Tam iki yıldır blogta yazı yazmıyormuşum. İki yıl! Hayatın
akışına kendimi öylesine kaptırdım ki, ne olduğunu anlayamadan günler geçti
gitti adeta. Son dönemde zamanın biraz daha yavaş geçtiğini hissediyorsunuzdur.
Ben mesleğim gereği işe gidip gelmeye devam ediyorum; ama yine de evde
geçirdiğim zaman da bir o kadar uzun geliyor. Eski rutinimde yapmadığım bir
sürü şey yapmama rağmen saatler geçmiyor sanki.

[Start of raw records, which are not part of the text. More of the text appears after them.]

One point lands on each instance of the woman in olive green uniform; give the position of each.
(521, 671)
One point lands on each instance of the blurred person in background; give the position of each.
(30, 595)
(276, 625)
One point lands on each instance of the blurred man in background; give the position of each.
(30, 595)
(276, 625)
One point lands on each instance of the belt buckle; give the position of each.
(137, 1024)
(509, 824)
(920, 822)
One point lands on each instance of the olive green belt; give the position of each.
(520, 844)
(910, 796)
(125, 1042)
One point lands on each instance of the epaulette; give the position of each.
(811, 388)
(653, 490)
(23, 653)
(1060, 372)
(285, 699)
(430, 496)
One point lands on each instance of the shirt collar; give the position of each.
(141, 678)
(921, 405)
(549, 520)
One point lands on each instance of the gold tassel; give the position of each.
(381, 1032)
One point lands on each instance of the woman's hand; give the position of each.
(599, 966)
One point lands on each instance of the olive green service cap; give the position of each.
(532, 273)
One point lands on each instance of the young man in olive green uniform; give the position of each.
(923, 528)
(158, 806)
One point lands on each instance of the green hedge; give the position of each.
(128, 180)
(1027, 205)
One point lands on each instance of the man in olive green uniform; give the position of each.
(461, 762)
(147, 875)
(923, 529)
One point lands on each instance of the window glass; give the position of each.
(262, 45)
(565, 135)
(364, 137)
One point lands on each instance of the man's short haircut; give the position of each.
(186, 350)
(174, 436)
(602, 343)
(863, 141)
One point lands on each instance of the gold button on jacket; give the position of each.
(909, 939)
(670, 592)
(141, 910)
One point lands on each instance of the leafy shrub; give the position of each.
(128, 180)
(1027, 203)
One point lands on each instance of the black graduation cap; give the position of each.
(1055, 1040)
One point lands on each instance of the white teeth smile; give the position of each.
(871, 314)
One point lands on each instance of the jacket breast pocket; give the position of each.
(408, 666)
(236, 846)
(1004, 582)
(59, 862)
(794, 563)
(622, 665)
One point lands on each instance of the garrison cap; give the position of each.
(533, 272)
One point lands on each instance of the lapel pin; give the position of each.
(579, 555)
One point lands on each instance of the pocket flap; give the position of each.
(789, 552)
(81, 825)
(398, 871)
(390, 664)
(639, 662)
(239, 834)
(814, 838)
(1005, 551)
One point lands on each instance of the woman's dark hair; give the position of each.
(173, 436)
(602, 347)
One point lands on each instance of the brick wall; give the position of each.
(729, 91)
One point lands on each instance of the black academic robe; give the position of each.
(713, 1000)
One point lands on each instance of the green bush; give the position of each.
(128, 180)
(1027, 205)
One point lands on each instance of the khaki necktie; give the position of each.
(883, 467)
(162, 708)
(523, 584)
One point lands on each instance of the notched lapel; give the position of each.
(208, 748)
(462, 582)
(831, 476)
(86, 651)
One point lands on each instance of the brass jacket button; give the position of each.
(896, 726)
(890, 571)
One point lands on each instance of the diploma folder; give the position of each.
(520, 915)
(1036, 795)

Biliyorsunuz ki 1,5 senedir İzmir’de yaşıyorum. Blogu yazmaya
başladığım dönemde TUS’a hazırlanıyordum, hedefim İzmir’de Dahiliye bölümünü kazanmaktı
ve oldu da. Büyük bir mutlulukla göreve başladım; ama asistanlık süreci tabii
ki de hayal ettiğim gibi ilerlemedi. Bol stresli, ağlamalı, uykusuz, yorgun,
depresif günler geçirdim her çömez gibi. Aslında kalabalık olduğumuz için koşullarımız
o kadar da kötü değildi. Ama beklediğimi bulamamam, idealist olduğumu sanırken
aslında doktorluğun çok da umrumda olmadığını fark etmem bende bir yıkım yarattı.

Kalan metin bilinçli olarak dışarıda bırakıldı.